Function Of TAR DNA-binding Protein 43 Research Articles

TDP‐43 A315T mutation in familial motor neuron disease

To identify novel causes of familial neurodegenerative diseases, we extended our previous studies of TAR DNA-binding protein 43 (TDP-43) proteinopathies to investigate TDP-43 as a candidate gene in familial cases of motor neuron disease. Sequencing of the TDP-43 gene led to the identification of a novel missense mutation, Ala-315-Thr, which segregates with all affected members of an autosomal dominant motor neuron disease family. The mutation was not found in 1,505 healthy control subjects. The discovery of a missense mutation in TDP-43 in a family with dominantly inherited motor neuron disease provides evidence of a direct link between altered TDP-43 function and neurodegeneration.

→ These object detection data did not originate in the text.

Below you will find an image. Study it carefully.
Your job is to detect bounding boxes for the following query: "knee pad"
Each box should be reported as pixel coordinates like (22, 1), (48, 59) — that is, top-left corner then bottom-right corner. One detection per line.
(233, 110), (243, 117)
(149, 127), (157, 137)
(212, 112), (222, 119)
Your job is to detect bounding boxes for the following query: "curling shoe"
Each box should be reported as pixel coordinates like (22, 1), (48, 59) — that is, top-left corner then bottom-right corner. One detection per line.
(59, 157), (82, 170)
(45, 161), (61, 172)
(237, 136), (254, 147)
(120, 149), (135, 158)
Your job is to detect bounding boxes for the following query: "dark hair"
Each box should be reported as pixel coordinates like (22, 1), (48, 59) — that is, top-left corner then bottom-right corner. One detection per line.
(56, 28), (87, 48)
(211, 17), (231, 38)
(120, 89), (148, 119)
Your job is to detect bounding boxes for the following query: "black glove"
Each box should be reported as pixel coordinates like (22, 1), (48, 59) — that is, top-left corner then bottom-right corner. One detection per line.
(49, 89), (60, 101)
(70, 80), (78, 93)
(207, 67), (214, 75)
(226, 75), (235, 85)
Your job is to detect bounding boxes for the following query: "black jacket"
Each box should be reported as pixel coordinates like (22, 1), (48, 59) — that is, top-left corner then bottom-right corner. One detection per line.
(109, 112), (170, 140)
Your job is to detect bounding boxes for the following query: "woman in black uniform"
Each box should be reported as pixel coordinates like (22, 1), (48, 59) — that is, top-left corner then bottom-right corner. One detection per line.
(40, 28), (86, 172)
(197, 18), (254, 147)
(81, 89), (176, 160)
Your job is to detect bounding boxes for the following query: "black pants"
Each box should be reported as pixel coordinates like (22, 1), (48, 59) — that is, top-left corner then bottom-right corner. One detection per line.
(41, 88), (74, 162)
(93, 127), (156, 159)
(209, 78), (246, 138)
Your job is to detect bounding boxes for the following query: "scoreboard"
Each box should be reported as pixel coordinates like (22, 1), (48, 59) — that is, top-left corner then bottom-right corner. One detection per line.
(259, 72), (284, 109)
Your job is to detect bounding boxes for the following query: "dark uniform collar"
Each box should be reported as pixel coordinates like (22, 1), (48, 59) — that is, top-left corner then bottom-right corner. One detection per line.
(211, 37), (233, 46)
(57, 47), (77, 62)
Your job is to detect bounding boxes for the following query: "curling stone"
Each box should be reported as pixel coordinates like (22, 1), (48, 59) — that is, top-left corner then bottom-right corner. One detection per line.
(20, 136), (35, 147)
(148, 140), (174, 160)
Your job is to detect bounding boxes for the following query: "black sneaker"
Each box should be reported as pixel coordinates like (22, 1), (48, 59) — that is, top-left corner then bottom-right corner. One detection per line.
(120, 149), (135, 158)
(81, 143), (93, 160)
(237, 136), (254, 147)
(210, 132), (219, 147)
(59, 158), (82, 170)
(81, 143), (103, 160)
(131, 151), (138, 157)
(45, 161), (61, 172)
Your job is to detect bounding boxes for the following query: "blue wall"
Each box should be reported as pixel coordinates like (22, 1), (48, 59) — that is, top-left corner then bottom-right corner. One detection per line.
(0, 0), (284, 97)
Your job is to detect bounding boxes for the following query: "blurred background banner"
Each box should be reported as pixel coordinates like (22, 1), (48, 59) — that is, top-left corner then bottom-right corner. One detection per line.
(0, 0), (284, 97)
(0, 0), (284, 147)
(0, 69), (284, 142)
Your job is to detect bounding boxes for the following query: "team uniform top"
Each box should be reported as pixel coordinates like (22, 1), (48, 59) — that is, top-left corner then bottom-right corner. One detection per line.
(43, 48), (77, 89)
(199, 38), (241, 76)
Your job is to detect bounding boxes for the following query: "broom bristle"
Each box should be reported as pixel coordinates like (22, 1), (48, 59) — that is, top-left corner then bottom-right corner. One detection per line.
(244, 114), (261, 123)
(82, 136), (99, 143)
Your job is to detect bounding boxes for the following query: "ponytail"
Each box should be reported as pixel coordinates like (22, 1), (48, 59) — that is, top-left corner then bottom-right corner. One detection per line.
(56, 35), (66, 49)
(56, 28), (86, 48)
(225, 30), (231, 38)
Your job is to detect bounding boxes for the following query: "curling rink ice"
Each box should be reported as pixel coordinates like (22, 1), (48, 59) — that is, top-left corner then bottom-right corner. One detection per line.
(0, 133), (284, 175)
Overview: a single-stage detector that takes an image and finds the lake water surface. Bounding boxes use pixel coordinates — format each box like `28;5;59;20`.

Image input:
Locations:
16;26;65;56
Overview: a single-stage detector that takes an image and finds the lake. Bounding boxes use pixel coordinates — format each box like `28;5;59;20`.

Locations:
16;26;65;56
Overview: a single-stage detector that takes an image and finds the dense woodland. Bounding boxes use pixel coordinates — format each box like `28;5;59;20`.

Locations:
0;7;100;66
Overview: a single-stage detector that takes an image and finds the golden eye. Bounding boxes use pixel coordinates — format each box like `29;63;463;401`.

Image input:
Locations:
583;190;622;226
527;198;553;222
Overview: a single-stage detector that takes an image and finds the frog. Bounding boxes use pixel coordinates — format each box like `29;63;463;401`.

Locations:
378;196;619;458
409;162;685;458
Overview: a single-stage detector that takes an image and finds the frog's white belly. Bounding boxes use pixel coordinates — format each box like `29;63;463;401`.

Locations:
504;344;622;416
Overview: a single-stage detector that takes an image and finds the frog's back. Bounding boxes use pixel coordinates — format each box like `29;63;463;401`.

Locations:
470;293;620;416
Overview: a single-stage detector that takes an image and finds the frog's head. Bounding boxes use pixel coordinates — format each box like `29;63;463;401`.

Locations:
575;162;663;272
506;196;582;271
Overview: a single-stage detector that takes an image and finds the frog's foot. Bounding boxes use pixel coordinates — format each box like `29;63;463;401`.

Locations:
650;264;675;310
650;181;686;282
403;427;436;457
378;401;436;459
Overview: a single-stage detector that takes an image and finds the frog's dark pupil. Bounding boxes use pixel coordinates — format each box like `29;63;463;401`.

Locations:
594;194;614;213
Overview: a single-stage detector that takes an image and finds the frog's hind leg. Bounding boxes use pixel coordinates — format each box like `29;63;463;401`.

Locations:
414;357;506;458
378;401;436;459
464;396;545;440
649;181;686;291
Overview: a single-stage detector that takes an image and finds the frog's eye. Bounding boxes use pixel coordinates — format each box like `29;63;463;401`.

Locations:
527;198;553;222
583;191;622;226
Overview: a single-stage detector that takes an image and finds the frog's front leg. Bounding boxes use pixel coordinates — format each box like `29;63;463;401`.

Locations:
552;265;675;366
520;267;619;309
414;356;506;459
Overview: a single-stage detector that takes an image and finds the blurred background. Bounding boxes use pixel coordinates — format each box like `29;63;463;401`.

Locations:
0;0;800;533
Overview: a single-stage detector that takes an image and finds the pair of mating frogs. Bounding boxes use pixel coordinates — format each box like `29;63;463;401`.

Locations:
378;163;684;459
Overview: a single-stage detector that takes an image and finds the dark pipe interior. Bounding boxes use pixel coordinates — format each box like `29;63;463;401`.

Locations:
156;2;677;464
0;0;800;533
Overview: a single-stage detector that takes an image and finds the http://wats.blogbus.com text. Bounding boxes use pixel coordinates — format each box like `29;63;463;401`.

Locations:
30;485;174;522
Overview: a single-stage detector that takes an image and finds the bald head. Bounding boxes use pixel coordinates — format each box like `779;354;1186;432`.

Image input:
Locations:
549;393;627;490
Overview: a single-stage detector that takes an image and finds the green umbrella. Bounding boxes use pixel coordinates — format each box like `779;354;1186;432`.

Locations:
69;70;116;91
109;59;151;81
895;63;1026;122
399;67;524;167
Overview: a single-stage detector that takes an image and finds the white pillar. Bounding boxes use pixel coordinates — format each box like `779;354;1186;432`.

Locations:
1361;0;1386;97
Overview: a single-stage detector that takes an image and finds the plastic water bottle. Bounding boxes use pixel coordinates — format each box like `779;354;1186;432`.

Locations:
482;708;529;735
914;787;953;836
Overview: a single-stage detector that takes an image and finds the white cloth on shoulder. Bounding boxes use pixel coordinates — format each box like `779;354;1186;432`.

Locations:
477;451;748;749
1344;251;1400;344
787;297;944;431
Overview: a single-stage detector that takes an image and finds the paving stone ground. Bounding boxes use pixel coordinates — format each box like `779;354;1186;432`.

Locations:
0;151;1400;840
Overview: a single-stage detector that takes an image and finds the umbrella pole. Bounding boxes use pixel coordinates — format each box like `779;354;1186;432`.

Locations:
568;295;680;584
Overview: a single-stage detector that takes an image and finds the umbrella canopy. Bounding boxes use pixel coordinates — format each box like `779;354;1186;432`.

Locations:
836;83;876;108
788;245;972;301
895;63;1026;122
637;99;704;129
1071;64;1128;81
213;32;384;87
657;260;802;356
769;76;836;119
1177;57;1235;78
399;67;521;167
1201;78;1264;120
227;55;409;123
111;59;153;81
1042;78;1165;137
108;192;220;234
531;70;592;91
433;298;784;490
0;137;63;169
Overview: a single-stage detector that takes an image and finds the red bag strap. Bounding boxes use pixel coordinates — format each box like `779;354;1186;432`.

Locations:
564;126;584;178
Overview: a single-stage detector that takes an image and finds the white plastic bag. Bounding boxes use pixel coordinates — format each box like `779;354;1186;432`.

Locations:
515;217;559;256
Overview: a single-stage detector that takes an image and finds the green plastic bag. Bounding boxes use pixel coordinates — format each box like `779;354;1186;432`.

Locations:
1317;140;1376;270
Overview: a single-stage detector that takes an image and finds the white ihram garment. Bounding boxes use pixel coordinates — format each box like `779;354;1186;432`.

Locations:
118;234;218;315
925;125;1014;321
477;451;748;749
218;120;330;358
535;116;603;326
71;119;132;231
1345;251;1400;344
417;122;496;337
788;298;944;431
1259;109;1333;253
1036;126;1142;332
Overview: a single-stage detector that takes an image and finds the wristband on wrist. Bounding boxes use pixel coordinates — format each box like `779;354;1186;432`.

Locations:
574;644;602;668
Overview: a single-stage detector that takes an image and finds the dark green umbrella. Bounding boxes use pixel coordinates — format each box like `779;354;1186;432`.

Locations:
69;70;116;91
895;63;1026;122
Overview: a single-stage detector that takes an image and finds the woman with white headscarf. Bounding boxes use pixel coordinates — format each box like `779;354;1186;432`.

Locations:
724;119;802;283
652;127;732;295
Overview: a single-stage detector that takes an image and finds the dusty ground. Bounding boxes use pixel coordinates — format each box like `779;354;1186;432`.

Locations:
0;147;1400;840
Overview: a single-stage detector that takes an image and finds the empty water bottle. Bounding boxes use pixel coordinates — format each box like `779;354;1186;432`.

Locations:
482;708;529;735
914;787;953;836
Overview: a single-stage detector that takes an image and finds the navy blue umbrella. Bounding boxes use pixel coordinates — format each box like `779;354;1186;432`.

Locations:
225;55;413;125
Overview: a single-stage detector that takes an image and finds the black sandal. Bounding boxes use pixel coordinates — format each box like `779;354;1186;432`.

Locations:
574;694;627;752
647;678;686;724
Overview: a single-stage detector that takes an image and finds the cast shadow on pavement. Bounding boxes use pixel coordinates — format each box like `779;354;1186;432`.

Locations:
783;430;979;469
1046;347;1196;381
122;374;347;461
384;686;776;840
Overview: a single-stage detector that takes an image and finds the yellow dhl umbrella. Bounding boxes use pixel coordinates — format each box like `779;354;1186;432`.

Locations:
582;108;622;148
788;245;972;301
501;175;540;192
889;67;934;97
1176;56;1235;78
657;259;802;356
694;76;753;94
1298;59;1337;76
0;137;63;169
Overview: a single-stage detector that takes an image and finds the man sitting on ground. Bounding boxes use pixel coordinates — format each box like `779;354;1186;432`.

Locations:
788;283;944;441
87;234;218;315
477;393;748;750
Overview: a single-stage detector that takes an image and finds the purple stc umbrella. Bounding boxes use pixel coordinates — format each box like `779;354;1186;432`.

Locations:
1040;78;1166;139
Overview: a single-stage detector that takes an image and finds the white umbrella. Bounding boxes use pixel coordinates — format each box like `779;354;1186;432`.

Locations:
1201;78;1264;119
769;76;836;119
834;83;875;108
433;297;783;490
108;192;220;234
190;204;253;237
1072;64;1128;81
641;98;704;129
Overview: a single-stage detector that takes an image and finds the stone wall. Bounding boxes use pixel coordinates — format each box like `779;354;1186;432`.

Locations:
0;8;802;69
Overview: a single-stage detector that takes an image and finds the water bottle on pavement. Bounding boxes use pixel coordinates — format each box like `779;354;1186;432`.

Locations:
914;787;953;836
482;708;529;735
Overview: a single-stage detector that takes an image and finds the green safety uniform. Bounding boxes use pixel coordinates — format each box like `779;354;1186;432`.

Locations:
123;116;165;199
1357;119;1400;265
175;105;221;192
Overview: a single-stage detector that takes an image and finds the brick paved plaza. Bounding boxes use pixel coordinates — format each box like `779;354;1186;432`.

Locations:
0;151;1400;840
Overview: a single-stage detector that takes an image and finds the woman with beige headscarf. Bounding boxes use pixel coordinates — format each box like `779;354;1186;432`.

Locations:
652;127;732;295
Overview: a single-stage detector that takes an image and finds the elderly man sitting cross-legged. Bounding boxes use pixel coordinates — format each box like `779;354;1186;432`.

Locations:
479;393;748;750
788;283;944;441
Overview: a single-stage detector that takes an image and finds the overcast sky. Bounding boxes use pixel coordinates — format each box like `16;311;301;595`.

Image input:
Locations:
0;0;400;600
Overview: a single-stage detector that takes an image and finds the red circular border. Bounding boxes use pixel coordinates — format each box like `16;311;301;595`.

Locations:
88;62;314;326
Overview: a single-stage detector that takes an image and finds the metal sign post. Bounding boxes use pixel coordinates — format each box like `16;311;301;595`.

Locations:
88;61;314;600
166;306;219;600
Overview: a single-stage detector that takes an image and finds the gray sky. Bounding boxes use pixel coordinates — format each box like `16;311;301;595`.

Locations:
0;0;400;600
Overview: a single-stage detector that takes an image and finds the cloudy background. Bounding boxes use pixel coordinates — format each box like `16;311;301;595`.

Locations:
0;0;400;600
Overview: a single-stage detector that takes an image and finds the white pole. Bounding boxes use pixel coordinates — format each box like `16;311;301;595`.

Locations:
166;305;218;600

TDP-43 proteinopathies: a new class of proteinopathies

The recent identification of TAR-DNA-binding protein-43 (TDP-43) as the major component of the pathologic inclusions characteristic to sporadic and familial frontotemporal lobar degeneration with ubiquitin-positive inclusions (FTLD-U), as well as most forms of amyotrophic lateral sclerosis (ALS), resolved a long-standing enigma concerning the nature of the ubiquitinated disease protein in these conditions and provides further evidence that ALS and FTLD-U represent a clinicopathological spectrum of neurodegenerative disorders that share similar pathomechanisms. Although the physiological function of TDP-43 in the brain and its specific role in FTLD-U and ALS pathogenesis is currently unknown, the presence of ubiquitinated, hyperphosphorylated and truncated species of TDP-43, in addition to redistribution of physiological TDP-43 from the nucleus to cytoplasmic inclusions, implicates TDP-43 in a novel and unifying mechanism of neurodegeneration in TDP-43 proteinopathies. In this review, we summarize the identification of TDP-43 and the advances in understanding TDP-43 proteinopathies, and finally we discuss the implications of these discoveries for future strategies in developing diagnostics and therapeutics for FTLD-U and ALS.